To assess for myocarditis versus myocardial infarction/injury, on admission day 7, 18FDG-PET with 18-h fasting protocol was performed showing avid uptake in septum, anterior wall, and apex (Figure 2). A subsequent 99mTc-MIBI-SPECT revealed rest perfusion defects in the same segments (Figure 2) (stress imaging not performed due to possible infarct).

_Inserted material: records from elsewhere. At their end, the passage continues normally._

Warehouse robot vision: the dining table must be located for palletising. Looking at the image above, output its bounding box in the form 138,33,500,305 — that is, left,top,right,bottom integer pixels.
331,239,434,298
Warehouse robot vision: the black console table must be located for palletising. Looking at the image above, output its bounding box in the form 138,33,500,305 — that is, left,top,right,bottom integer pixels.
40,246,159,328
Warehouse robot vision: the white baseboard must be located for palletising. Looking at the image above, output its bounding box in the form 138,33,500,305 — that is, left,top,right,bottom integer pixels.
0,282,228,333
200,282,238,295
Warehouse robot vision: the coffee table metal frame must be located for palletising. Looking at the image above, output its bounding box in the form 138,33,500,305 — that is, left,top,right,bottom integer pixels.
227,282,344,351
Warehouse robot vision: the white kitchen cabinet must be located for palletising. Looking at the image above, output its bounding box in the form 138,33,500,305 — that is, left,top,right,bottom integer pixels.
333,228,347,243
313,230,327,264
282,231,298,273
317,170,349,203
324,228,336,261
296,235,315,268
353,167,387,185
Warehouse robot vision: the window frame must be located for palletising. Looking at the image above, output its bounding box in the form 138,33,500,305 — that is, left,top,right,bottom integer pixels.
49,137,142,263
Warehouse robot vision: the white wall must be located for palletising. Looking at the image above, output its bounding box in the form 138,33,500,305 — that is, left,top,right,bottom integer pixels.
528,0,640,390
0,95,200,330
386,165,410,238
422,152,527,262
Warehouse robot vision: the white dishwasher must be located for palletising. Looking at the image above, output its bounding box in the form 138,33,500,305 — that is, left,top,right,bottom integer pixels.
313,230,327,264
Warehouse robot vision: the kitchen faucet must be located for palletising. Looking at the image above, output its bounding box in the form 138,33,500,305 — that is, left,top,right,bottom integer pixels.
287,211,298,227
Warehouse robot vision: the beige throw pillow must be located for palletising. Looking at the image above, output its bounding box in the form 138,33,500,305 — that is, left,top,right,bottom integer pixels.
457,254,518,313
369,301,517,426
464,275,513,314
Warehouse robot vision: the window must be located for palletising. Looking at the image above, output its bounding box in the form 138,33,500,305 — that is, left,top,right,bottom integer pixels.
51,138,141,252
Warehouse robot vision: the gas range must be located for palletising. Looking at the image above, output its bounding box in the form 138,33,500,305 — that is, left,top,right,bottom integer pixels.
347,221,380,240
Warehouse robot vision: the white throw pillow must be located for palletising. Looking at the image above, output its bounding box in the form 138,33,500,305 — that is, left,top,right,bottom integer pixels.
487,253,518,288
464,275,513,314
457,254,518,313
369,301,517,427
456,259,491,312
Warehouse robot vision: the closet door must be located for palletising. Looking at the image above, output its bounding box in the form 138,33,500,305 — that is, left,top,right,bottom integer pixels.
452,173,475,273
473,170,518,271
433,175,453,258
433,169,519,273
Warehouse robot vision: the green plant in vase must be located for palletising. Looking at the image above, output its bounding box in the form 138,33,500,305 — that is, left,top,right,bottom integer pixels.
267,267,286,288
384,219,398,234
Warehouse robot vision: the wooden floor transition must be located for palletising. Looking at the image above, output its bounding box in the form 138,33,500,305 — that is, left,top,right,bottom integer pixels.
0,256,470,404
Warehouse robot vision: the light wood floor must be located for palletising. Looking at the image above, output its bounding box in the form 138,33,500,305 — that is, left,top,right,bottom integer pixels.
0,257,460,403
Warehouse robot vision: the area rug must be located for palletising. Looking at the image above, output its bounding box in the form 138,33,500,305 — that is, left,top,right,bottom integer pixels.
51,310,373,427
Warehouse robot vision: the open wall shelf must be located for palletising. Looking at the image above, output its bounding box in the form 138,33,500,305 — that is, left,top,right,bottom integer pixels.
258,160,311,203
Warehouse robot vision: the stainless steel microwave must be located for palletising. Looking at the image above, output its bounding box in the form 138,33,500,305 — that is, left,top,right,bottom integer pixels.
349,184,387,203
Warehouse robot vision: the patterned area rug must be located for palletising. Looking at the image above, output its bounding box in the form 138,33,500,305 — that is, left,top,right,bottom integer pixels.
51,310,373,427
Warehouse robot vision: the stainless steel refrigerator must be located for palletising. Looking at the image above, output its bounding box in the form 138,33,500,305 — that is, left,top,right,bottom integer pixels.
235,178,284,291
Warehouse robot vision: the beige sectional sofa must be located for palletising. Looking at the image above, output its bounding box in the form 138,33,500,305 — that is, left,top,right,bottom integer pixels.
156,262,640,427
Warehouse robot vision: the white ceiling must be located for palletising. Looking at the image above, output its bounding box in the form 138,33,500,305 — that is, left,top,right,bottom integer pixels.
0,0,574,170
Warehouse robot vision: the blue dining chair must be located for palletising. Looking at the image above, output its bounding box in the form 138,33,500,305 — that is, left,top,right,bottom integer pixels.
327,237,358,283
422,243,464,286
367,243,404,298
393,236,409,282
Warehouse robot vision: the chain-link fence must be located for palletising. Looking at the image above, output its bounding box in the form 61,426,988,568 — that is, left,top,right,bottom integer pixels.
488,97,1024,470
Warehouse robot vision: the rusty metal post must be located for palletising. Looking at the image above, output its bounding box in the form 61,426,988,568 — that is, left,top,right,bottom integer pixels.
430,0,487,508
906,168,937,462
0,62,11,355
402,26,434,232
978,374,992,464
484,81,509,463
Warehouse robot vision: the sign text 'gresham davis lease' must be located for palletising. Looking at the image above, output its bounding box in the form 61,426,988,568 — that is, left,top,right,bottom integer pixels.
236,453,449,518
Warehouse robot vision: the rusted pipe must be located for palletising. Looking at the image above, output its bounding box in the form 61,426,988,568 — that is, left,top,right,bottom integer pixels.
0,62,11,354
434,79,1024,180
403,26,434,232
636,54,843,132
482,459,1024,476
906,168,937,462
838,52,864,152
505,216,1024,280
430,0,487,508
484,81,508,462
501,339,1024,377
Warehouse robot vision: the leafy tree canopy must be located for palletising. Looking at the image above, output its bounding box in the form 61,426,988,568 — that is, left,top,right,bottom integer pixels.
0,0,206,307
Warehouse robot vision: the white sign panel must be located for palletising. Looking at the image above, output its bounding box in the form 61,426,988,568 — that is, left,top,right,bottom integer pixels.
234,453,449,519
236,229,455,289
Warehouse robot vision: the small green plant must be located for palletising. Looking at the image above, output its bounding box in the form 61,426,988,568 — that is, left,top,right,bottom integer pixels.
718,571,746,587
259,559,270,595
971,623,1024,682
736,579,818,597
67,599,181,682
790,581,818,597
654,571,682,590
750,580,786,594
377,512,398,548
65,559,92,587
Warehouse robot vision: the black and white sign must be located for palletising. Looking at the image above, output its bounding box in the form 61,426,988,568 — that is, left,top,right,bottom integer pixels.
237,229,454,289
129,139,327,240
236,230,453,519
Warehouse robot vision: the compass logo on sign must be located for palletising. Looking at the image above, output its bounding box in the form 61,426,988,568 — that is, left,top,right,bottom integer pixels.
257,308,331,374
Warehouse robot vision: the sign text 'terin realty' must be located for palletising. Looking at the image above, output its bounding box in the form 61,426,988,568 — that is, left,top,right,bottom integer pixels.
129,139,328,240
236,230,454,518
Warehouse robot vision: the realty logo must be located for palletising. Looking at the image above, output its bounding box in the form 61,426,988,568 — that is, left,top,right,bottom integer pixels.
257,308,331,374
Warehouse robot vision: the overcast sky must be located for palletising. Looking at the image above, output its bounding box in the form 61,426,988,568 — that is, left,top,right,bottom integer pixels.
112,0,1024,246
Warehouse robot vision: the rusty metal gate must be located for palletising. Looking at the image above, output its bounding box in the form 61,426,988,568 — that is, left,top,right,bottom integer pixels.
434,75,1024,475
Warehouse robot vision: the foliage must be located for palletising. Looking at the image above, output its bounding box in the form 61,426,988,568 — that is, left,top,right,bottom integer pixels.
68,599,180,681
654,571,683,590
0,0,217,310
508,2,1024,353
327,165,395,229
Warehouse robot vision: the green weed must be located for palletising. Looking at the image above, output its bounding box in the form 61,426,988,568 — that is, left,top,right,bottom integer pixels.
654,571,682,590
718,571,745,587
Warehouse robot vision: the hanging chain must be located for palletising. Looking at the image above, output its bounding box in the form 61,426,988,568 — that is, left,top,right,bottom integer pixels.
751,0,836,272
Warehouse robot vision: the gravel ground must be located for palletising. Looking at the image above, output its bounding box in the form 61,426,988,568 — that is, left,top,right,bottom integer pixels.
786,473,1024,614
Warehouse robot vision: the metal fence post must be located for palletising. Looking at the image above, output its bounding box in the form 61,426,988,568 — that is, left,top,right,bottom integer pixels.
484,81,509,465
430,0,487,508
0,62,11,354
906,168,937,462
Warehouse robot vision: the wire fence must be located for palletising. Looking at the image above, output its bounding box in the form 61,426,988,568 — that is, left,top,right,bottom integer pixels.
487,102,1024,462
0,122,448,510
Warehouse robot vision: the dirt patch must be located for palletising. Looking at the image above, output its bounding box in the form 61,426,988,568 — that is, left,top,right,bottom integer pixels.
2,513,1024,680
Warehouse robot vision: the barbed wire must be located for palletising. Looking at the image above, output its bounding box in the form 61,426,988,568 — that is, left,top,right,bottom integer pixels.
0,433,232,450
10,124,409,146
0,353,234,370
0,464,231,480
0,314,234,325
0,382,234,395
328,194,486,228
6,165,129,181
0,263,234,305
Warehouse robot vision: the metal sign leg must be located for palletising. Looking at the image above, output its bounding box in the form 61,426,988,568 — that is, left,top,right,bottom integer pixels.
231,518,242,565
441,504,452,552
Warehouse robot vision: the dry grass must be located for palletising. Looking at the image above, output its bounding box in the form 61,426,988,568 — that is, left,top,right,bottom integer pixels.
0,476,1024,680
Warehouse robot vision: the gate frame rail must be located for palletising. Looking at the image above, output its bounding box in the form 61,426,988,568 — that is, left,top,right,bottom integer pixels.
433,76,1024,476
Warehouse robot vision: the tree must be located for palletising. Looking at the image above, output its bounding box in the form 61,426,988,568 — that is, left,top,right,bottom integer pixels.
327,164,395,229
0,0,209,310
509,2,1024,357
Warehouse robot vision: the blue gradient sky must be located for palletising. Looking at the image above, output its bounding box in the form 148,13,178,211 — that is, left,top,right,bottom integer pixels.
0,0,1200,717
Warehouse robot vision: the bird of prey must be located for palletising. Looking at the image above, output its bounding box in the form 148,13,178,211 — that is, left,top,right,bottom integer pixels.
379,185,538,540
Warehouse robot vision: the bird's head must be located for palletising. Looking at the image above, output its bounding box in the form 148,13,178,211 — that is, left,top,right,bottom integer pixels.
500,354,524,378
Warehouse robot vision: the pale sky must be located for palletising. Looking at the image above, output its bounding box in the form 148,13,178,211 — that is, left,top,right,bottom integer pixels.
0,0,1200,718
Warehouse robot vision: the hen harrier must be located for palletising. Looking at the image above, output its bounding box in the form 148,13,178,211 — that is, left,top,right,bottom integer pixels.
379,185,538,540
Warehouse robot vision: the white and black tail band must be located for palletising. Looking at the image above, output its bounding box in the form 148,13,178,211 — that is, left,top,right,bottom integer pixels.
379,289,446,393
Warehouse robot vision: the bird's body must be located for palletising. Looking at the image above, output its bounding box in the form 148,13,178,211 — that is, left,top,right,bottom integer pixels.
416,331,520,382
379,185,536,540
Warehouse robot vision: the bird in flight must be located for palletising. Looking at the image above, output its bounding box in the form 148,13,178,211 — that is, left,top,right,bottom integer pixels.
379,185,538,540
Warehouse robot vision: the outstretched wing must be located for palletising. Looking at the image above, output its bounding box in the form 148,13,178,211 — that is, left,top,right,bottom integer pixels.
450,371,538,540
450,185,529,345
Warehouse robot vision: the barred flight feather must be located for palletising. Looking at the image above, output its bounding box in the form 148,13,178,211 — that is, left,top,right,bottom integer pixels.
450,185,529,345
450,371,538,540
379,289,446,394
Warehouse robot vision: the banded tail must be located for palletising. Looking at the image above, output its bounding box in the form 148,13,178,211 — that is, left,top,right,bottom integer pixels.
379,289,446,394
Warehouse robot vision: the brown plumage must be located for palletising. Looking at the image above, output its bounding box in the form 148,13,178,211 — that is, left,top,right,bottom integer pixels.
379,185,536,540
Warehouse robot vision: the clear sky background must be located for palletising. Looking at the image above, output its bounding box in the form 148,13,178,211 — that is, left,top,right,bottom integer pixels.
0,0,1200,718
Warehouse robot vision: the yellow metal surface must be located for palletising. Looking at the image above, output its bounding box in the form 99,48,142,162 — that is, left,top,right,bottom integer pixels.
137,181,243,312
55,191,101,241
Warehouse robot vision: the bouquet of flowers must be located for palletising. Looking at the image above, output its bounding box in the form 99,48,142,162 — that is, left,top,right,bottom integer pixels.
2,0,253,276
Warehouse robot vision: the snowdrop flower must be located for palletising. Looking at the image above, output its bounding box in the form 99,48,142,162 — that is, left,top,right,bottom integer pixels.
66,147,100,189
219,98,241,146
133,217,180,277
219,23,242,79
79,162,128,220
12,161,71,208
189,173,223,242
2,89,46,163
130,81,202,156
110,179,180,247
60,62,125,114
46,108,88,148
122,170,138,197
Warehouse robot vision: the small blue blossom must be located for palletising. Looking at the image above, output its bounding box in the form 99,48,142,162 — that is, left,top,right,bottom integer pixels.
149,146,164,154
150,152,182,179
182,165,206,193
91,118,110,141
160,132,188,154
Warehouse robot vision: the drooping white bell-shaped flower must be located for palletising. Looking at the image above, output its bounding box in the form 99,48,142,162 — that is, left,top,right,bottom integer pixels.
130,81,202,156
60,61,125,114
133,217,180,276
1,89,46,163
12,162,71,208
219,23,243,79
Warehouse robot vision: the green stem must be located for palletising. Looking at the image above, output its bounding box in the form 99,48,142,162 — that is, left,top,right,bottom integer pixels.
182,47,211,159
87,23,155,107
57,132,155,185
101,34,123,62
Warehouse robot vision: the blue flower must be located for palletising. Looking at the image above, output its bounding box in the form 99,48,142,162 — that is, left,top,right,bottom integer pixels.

While segmental FDG uptake (due to inflammation) with matching perfusion defects (due to inflammatory microvascular dysfunction) are typical for myocarditis,1 in this context secondary to Covid-19 shown to cause myocarditis and cardiac microvascular involvement2; acute inflammatory response to myocardial infarction precipitated by Covid-19 may generate a similar pattern.3 This perfusion-metabolism mismatch should not be misinterpreted with myocardial uptake indicating myocardial viability in an ischemic left anterior descending (LAD) artery territory since the prolonged fasting protocol suppresses myocardial glucose uptake.3
Angiography performed when the patient became PCR negative with resolution of pulmonary involvement revealed severe LAD artery disease (Figure 3), confirming anterior wall infarction precipitated by Covid-19 that was treated with percutaneous coronary intervention.